Manuscript Editing Tips – Nonfiction


Nonfiction Manuscript Editing

Nonfiction manuscript editing can be challenging if you aren’t sure what to look out for. Yet, the better your manuscript is before you pass it onto a book editor the better the final product will be.

So, where should you start self-editing?

Structure

Focus on story structure, its clarity and flow. For example, when I edit my articles or blog posts, I want every paragraph to be a logical follow up to the previous one. The same goes for chapters, etc. Moving from one concept to another should make logical sense… When drafting, I’m not too concerned about what goes where. Drafting is a little like scattering your puzzles on the floor. Editing is like getting rid of the puzzles that belong to another set, finding those that got misplaced and then putting the right puzzles in the right places…

Rhythm

Read your writing out loud and hear what it sounds like. When you find problems with its rhythm you will be able to make the changes you need to make. Better yet, get someone else to read your story out loud and see if and where they get stuck or lose the plot…

Verbs

When self-editing, pay attention to verbs like ‘is’, ‘was’, ‘has’, ‘had’, ‘can’, etc. They get overused and they’re not the most descriptive. I tend to google word synonyms to find more descriptive ways of saying what I want to say. You can use a dictionary too. The bottom line is – we don’t like non-descriptive words and we don’t want to repeat the same words over and over and over again.

Simplify

I keep having to remind myself the K.I.S.S. formula (keep it simple, stupid). If you’re naturally inclined to long-winded writing, you will understand this strange tendency to use 10 words in order to write 5-word sentences… Oops! I’ve just done it here. Anyways, “long-windedness” can be a good thing, sometimes. E.g. when you want to slow down the pacing of a novel to accomplish a specific goal like building suspension (for instance). However, in non-fiction – within this context, less is usually more. So, do remember to K.I.S.S.
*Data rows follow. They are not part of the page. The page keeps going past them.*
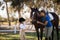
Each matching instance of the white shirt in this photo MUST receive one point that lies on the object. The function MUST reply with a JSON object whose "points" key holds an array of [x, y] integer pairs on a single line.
{"points": [[22, 26]]}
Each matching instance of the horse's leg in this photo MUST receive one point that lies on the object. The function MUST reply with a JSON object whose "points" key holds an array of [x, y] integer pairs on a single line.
{"points": [[57, 31], [41, 31], [53, 33], [37, 33]]}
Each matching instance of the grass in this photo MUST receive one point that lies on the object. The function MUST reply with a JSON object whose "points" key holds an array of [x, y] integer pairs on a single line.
{"points": [[11, 36]]}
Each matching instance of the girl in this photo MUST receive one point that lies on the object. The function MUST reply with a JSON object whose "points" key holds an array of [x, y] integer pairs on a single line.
{"points": [[22, 29]]}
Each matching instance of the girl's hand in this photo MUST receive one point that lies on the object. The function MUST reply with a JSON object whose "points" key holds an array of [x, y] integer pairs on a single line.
{"points": [[38, 22]]}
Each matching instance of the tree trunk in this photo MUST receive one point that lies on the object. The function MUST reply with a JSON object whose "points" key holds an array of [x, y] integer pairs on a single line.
{"points": [[19, 13], [8, 14]]}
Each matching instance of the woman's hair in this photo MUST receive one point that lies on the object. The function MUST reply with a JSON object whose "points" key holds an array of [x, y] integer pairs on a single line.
{"points": [[21, 19], [43, 11]]}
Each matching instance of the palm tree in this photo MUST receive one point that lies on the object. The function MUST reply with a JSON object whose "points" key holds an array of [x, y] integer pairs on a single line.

On this note, you may have read one of my recent posts about publisher/editor Barbara Campbell (by whom I was trained). “I remember proudly presenting my first feature to her. It was embellished – quite “flowery”. She cut so much out. I got upset thinking she took my soul out of the piece. I then showed it to my friend who had read the original. She didn’t hesitate to tell me that Barbara’s pen made it better. Quote by me, Voice Newspaper Online.

Typos, Spelling and Grammar Mistakes

I won’t talk about them much because we all know that they must go. So, look out for well-known baddies such as typos, spelling and grammar errors. Goal: eradicate as many baddies as you can.
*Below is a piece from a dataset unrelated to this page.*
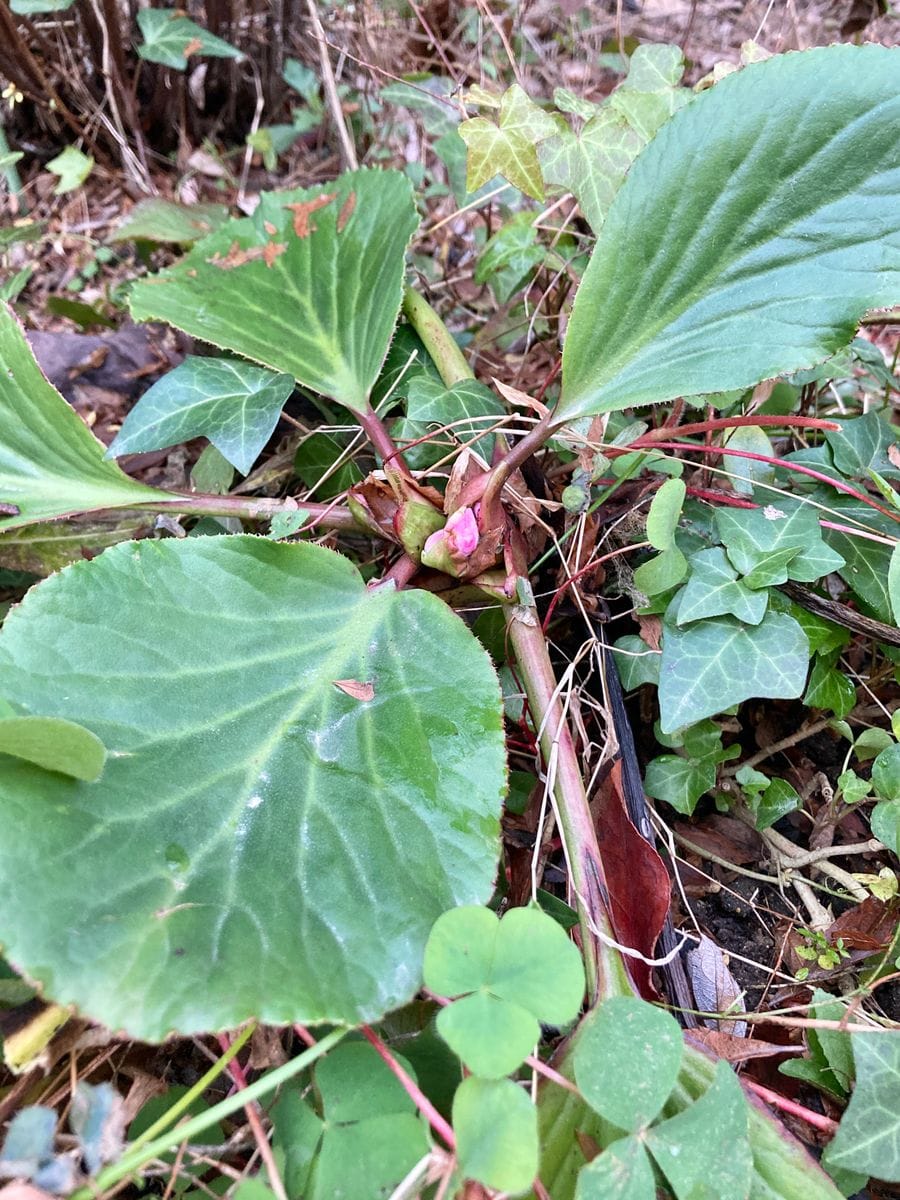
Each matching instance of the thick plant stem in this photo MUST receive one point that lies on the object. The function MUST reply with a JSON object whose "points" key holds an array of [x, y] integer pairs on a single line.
{"points": [[605, 970], [444, 352]]}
Writing might be an art not a science, but editing is… both. The final goal of manuscript editing is to produce a great read that’s tailored to industry standards. If you’re writing a book, I recommend that you hire a book editor. Even the best writers “commit” typos and “abuse” sentences, sometimes. Plus, you can’t see what you can’t see…
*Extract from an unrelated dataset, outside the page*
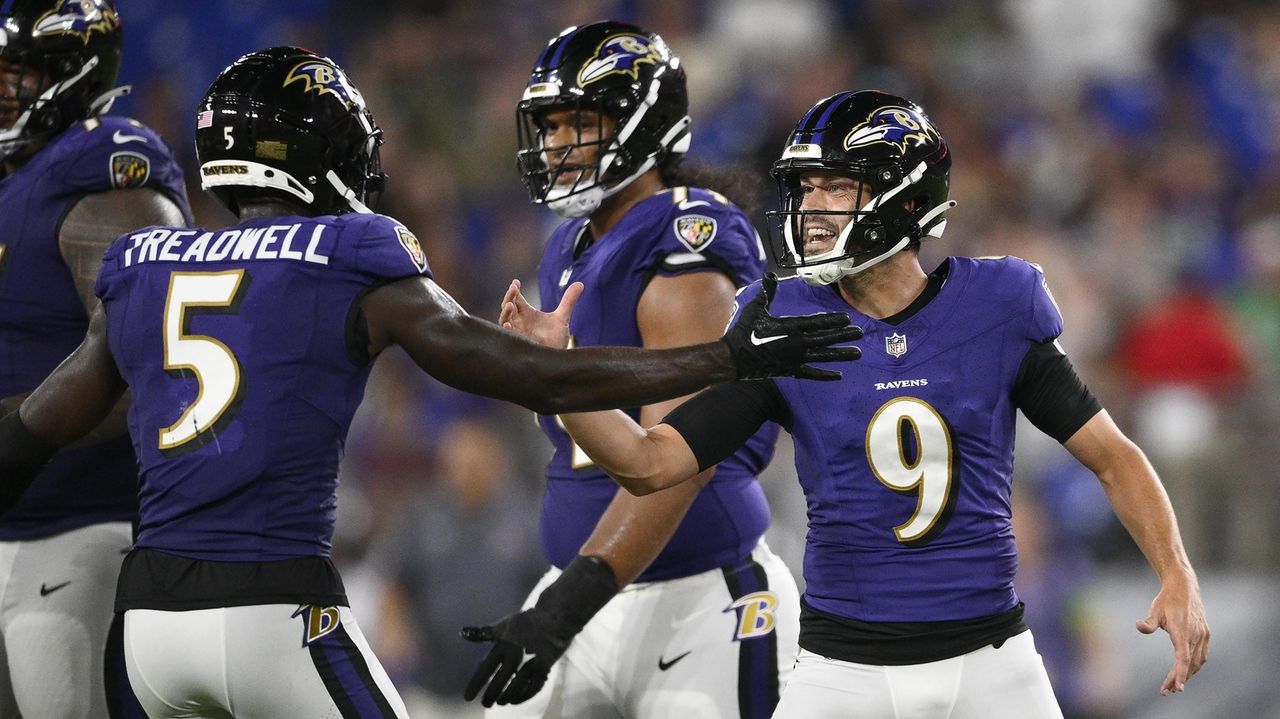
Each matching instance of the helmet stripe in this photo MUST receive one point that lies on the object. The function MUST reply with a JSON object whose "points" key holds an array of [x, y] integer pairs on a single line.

When you have done all that you can let a good editor help you do the rest… Keep reading to learn about different levels of professional editing. This info should help you decide what book editing services your manuscript requires.

Developmental editing

The very first level of editing is developmental editing which comes before copy editing and proofreading (the last two are not the same). As the name implies, developmental editing is meant to develop the core of your story. It is the most time consuming and labour-intensive part of the editing process. Developmental editing considers your audience and/or target market. Many self-published authors do developmental edits themselves because paying someone to do them can be costly. Plus, most editors are copy editors who don’t do developmental work. However, a good editor should be able to give you developmental guidance and offer suggestions on how to develop your manuscript before moving onto the next stage…

Copy editing

Line and copy editing are about the language. Quite often, non-fiction is written to impart knowledge and/or convey a message. Typos and grammatical mistakes will impact on your reader’s confidence in your knowledge (even if writing isn’t your area of expertise). Hence, copy editing is necessary to help your manuscript stand out.

Proofreading

Proofreading should come at the very end of editing process – when all other changes have been made. It is not the proof-reader’s job to correct your story structure. They are after missed typos, punctuation, misspellings, bad grammar and/or other language mistakes e.g. UK vs. US English, etc.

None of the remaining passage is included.